Industry growth comes in a period of continued credit union consolidation.

"As of April 2017, CUNA estimates 5,926 credit unions were in operation, 27 fewer than March," notes Steven Rick, chief economist at CUNA and author of the report. "During the first four months of 2017, approximately 96 credit unions ceased to exist because of mergers, purchase and assumptions, or liquidation."

Overall, credit unions should expect membership growth to exceed 3.5% in 2017 and 3% in 2018 as the economic expansion and credit demand continue for the next two years, the CUNA report states. "Most of the membership growth is taking place at credit unions with assets over $1 billion, due to organic growth and mergers," CUNA notes." "Credit unions with less than $50 million in assets lost memberships during the last two years."

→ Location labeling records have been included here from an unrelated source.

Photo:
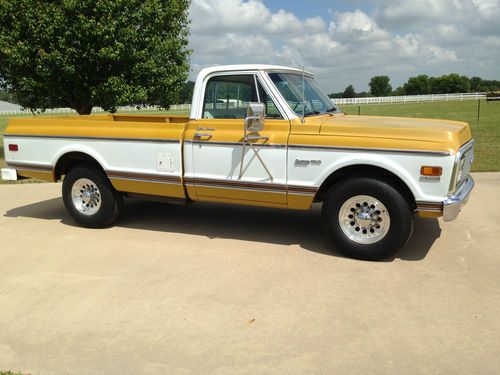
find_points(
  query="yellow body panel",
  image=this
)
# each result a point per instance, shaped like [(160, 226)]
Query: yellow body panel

As the CUNA report notes, credit unions are growing for a variety of reasons, but a renewed and targeted focus on customer service is a big priority for the industry. "Credit unions have been growing primarily because they have excelled at creating a member centric culture," says Chris Griffin co-Founder of Narmi, a New York City-based digital banking firm, and former credit union executive.

That customer-minded approach is working well for credit union, Griffin states. "The industry's net promoter score (a measurement of how likely someone is to recommend a company to a friend) is five times greater than the average retail bank," he says. "As not-for-profit institutions, credit unions don't need to answer to external shareholders, and as a result are able to put the member first. This comes in many forms: more personable service, lower fees, better rates, and a better ethos."

Another reason for credit union growth - Americans continue to be wary towards big banks. "Yes, credit unions often provide local, better customer experience than bigger banks, but there's also consumer discontent given recent big bank scandals," says Alex Cramer, director of the payment cards division at Final, in San Francisco, Ca. "Banks like Wells Fargo, which have used aggressive sales tactics, has pushed people away from bigger banks."

Younger consumers also seem to appreciate other aspects of the credit union culture.

"Something that has become more important to our society than anything else today, especially to Millennials, is time," says Jeff White, a financial analyst at FitSmallBusiness.com, a business advisory firm in New York City. "Many credit unions push the message that you spend less time waiting in lines and less time being up-sold on products at your local credit union than you will if you join the big bank down the street."

Big banks also have quotas they have to meet, and the credit union treats you more like an owner, White notes. In general, it's more convenient, and many consumers feel like it's a more valuable experience."

"The word 'ownership' is very valuable to people today as well," White adds. "At a credit union, they feel like they are a part of something, as opposed to the big bank that just wants to sell them something else. Many credit unions can offer lower interest rates, and higher dividends, because they don't pay state or federal taxes."

"These are all very significant offerings to younger individuals entering the workforce, who are getting bank accounts," he adds. "This is a trend that isn't likely to stop any time soon."